Sri Lanka's president declares emergency amid protests
Under the emergency regulations, the president can authorize detentions, taking possession of any property and the search any premises. He can also change or suspend any law
Sri Lanka's president declared a state of emergency in the island nation Saturday, a day after angry protesters demonstrated near his home demanding he resign and as plans were were made for a nationwide protest over the country's worst economic crisis in memory.
President Gotabaya Rajapaksa invoked sections of the Public Security Ordinance, which gives him authority to make regulations in the interests of public security, preservation of public order, suppression of mutiny, riot or civil commotion or for the maintenance of essential supplies.
Under the emergency regulations, the president can authorize detentions, taking possession of any property and the search any premises.
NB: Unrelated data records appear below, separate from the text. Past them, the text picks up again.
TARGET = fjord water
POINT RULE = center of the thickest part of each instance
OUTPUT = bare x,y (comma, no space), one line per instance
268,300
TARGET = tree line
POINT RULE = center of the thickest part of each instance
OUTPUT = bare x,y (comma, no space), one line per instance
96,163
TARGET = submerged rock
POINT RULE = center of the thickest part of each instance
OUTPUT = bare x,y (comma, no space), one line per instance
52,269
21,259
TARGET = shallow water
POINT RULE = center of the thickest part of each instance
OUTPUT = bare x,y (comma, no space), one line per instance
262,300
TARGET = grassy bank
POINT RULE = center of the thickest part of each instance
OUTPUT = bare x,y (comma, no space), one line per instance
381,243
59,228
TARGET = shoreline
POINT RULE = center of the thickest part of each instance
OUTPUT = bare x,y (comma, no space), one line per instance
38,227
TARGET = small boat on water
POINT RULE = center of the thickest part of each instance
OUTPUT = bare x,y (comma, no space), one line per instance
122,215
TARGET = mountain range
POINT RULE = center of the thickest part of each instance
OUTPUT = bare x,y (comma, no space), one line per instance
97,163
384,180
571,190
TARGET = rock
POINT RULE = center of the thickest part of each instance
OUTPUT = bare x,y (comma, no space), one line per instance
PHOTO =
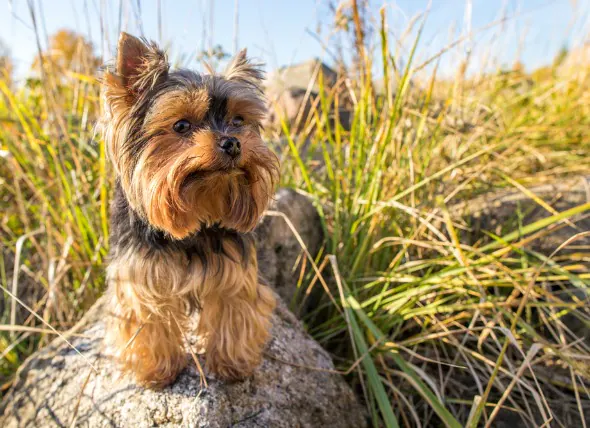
279,252
294,386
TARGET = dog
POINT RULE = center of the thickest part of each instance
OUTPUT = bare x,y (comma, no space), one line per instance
193,178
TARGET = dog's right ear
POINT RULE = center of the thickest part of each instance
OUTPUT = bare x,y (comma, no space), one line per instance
140,64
He can also change or suspend any law.
The order came a day after dozens of people were arrested following protests near the president's home. There are also calls for an island-wide public protest on Sunday.
Rajapaksa's office blamed organized extremists within the thousands of protesters for violence during Thursday night's demonstration, where police fired tear gas and a water cannon and arrested 54 people. Dozens of other people were also injured.
Nuwan Bopage, an attorney representing some of the suspects, said several of them were being taken for medical examinations for various injuries and were to appear in court Friday.
A police curfew that had been implemented in the suburbs of the capital, Colombo, was lifted Friday morning.
The protesters blame Rajapaksa for long power outages and shortages of essential goods.
Sri Lanka has huge debt obligations and dwindling foreign reserves, and its struggle to pay for imports has caused the shortages. People wait in long lines for fuel, and power is cut for several hours daily because there's not enough fuel to operate generating plants and dry weather has sapped hydropower capacity.
On Thursday, the crowds demonstrating along the roads leading to Rajapaksa's private residence on the outskirts of Colombo stoned two army buses that police were using to block the protesters. They set fire to one of the buses and turned back a fire truck that rushed to douse it.
Senior police spokesperson Ajith Rohana told media that 24 police personnel and several other civilians were injured in the unrest, and several vehicles belonging to the police and army were torched by protesters. Total damage was estimated to be around 132,000 and the suspects will be charged with damaging public property, Rohana said.
Reporters asked Rohana about accusations that police officers manhandled journalists covering the protests, including the arrest of at least one of them. Rohana said police followed the rules for riot control and took action only after the protest turned violent more than four hours after it started.
Sri Lanka's economic woes are blamed on successive governments not diversifying exports and relying on traditional cash sources like tea, garments and tourism, and on a culture of consuming imported goods.
The COVID-19 pandemic dealt a heavy blow to Sri Lanka's economy, with the government estimating a loss of 14 billion in the last two years.
Sri Lanka also has immense foreign debt after borrowing heavily on projects that don't earn money. Its foreign debt repayment obligations are around 7 billion for this year alone.
According to the Central Bank, inflation rose to 17.5% in February from 16.8% a month earlier. Its expected to continue rising because the government has allowed the local currency to float freely.